Joint coding of IPEs and conventional RPEs in single neurons. (a) Histogram of all lateral habenula neurons sorted by their total number of IPE indexes (red) or cRPE indexes (blue) that were below zero, indicating coding of inverted prediction errors (counting all four cRPE indexes from Fig. 2b and all four IPE indexes from Figs. 3f,5b,6c). Gray dotted line indicates the null hypothesis that the indexes were randomly distributed above or below zero by chance. Asterisks indicate response patterns that occurred in more neurons than expected by chance (*/**/*** for P < 0.05/0.01/0.001, binomial test). (b) Same as (a) for the combined count of cRPE and IPE indexes that were below zero (considering all eight indexes). The most common patterns were to have six, seven, or eight indexes below zero, indicating inverted coding cRPEs and IPEs.

Figure 8

Lateral habenula and dopamine neurons signal information probability reliably despite variable decisions. (a) Information-predictive lateral habenula neurons had higher activity when animals made low-info choices of 0% info > 50% info (dashed blue line) than when they made high-info choices of 50% info > 0% info (purple). Activity is shown for all neurons recorded during at least one choice of 0% info > 50% info. Same format for smoothing and error regions as Fig. 2a.
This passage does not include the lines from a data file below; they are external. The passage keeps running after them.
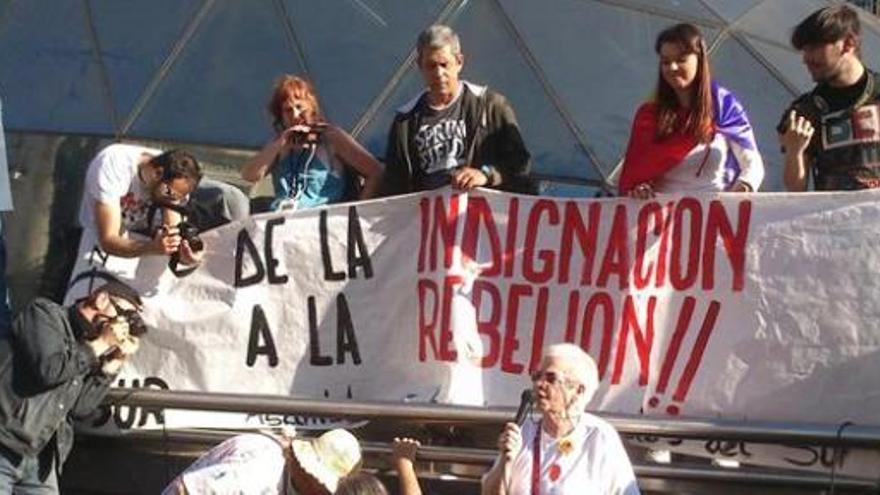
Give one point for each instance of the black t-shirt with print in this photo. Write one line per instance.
(845, 148)
(439, 142)
(840, 98)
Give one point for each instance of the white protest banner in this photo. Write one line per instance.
(844, 461)
(759, 306)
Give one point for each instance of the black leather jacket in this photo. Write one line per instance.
(493, 139)
(48, 377)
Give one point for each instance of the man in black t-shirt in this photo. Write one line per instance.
(455, 132)
(834, 130)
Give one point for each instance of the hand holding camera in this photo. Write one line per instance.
(303, 135)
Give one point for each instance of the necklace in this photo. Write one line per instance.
(564, 445)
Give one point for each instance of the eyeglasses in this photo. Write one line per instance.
(551, 377)
(170, 194)
(136, 325)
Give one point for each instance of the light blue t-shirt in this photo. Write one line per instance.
(309, 178)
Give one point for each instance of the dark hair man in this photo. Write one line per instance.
(455, 132)
(56, 365)
(122, 183)
(833, 131)
(568, 450)
(272, 465)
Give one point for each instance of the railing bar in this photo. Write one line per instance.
(485, 457)
(775, 432)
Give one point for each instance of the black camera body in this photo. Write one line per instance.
(310, 137)
(190, 233)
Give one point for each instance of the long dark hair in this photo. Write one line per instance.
(699, 120)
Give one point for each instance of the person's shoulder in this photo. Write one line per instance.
(492, 96)
(408, 108)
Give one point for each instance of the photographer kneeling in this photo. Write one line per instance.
(56, 365)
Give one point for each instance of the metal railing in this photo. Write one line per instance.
(766, 432)
(769, 432)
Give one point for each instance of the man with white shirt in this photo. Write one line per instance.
(568, 451)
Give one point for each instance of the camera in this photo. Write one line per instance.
(190, 233)
(308, 137)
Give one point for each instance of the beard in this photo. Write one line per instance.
(828, 73)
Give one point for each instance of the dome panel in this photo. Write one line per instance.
(50, 79)
(212, 95)
(764, 99)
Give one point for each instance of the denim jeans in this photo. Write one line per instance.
(21, 475)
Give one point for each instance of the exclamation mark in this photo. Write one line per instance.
(684, 321)
(684, 384)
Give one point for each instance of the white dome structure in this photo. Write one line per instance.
(200, 71)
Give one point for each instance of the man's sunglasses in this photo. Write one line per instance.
(136, 325)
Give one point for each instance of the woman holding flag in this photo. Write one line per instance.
(695, 135)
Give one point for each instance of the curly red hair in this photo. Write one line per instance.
(292, 86)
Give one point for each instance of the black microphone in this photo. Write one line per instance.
(525, 404)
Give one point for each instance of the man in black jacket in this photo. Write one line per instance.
(455, 132)
(56, 365)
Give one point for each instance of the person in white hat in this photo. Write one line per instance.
(262, 464)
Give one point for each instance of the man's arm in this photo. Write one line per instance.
(108, 220)
(95, 388)
(495, 481)
(404, 456)
(510, 160)
(396, 179)
(795, 138)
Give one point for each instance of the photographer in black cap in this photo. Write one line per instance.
(56, 365)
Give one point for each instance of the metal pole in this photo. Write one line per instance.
(770, 432)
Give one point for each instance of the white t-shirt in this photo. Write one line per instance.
(112, 178)
(250, 464)
(592, 461)
(699, 172)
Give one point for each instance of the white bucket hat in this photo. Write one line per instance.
(329, 457)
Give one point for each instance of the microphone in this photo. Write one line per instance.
(525, 404)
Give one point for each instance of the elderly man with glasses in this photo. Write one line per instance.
(56, 365)
(568, 450)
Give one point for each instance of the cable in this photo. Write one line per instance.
(505, 473)
(834, 456)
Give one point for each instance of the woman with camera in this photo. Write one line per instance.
(310, 160)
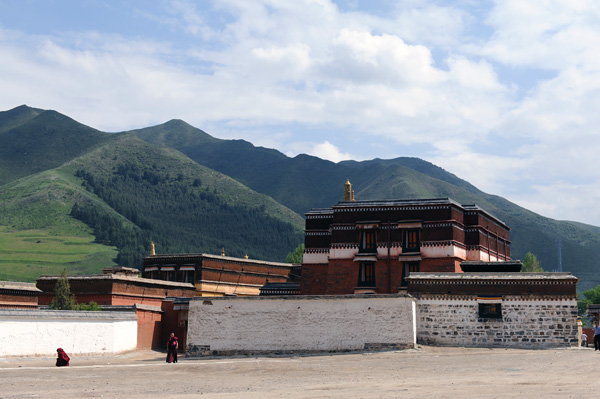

The small colored circles above the x-axis indicate the median saccadic reaction time for each condition; the horizontal colored lines indicate the central 90% of the reaction time distribution. (b) Same as (a), for choices between 50% info (purple) vs. 100% info (red). (c) Same as (a,b), for putative dopamine neurons recorded during choices between 0% info (blue) vs. 100% info (red). (d) Mean baseline-subtracted activity during forced trials (left), high-info choice trials (middle), and low-info choice trials (right, open circle and dashed line), for information-predictive lateral habenula neurons recorded during at least one low-info choice of 0% info > 50% info. Error bars are ± 1 SE. Asterisks indicate responses that were significantly different from those on low-info choice trials (*/**/*** for P < 0.05/0.01/0.001, signed-rank test). (e,f) Same as (d), for the neurons shown in (b,c).